Master of Business (Research)


School of Business

First Advisor

Rose Leahy

Second Advisor

Dr. Margaret Linehan


The increased participation of women in the workforce has been one of the major changes in the labour force in recent years. The nature of Ireland’s workforce has changed radically in the past twenty years and women, whether for personal or financial reasons, are now an established part of the workforce. Despite the rapid increase in female participation in the paid labour-force, considerable evidence has been gathered that documents a dearth of women in executive level positions not just in Ireland, but internationally.

Many studies have highlighted issues women face in progressing to senior level management. There is, however, very limited empirical research conducted with female managers based on their return to the workplace following maternity leave. In particular, there is an absence of Irish research regarding the issues faced by this cohort of female managers.
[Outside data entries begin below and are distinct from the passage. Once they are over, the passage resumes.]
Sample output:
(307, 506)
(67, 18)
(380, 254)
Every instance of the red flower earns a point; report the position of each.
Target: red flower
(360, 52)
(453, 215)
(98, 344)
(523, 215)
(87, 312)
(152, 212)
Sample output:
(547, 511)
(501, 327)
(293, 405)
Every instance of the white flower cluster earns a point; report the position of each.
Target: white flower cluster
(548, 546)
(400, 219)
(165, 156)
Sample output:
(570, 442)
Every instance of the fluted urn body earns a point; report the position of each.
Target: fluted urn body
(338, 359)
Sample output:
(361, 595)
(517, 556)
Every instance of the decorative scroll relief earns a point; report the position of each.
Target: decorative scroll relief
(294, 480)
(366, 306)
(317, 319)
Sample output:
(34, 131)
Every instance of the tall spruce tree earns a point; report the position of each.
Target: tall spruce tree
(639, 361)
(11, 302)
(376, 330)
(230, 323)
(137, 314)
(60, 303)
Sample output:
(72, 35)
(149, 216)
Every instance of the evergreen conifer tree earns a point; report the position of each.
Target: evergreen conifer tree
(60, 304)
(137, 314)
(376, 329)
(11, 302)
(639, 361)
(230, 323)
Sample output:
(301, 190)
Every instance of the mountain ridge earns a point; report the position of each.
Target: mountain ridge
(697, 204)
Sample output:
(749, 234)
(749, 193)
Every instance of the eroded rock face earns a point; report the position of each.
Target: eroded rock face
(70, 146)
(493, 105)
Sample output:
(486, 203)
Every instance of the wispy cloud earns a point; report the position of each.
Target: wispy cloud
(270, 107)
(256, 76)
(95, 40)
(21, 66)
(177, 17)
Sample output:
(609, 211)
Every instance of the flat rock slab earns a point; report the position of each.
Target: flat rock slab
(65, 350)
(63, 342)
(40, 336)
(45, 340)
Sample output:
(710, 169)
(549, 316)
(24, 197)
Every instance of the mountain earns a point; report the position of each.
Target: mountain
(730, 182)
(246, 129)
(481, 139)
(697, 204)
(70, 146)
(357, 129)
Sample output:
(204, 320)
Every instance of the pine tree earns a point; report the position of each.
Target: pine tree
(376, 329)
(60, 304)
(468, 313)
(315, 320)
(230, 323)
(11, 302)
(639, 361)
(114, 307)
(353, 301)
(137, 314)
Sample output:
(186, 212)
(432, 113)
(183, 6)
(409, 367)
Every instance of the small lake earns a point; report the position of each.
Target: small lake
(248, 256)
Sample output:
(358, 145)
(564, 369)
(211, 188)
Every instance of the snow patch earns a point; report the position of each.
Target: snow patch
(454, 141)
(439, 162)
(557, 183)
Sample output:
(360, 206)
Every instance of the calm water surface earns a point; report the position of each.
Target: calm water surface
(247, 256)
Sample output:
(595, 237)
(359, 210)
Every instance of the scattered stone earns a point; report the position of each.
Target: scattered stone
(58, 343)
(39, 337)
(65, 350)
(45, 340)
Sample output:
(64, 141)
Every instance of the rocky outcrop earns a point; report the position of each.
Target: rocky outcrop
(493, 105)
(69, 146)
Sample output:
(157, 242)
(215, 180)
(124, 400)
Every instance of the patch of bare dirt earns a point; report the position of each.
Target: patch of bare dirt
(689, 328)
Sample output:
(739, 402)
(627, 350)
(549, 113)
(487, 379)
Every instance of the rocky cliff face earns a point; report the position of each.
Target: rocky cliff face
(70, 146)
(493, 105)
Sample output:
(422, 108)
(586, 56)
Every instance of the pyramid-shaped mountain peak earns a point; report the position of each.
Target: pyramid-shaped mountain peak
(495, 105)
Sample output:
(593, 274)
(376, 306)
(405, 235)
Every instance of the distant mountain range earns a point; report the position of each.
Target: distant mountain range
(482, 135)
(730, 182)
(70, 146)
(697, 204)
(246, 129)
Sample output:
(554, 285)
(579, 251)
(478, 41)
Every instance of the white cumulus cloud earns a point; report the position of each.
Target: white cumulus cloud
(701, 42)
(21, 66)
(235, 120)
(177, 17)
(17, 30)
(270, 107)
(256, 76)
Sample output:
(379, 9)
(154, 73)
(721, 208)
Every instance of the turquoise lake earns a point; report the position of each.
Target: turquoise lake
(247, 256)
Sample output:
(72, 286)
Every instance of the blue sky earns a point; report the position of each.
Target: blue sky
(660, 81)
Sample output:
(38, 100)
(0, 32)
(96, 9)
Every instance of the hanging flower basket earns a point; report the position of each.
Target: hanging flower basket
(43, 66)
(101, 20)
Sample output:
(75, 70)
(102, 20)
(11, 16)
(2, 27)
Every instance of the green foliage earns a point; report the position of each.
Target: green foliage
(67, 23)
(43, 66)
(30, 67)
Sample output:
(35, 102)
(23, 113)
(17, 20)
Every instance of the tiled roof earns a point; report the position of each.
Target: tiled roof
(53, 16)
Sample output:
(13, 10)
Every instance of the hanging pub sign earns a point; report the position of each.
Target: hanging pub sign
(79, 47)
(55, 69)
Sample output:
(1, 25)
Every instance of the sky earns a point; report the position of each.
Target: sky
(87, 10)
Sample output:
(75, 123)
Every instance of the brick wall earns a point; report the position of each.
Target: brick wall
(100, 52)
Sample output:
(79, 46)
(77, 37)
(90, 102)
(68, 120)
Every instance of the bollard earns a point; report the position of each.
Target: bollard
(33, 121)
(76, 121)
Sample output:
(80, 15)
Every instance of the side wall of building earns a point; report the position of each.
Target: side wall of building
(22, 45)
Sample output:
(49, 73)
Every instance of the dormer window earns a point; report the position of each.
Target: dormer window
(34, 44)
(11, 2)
The results of the interviews conducted for this research study illustrate those female managers returning to the workplace following maternity leave face obstacles regarding childcare, organisational flexibility, networking and mentoring. Consistent and recurring themes emerging from the interviews were the strong feelings of guilt experienced by all twenty managers on their return to work and the choices made by the female managers regarding their home life and career.

The various choices open to female managers following maternity leave was considered by all of the managers interviewed as a serious issue to contend with. The research findings, therefore, suggest that personal choice is a much more influential factor in female career advancement than many of the overt and covert organisational barriers which have previously been cited as preventing women from reaching the higher echelons in organisations. The findings also highlight that as individual managers, they have the primary responsibility for managing their career development and progression rather than expecting career advancement as a norm in organisations.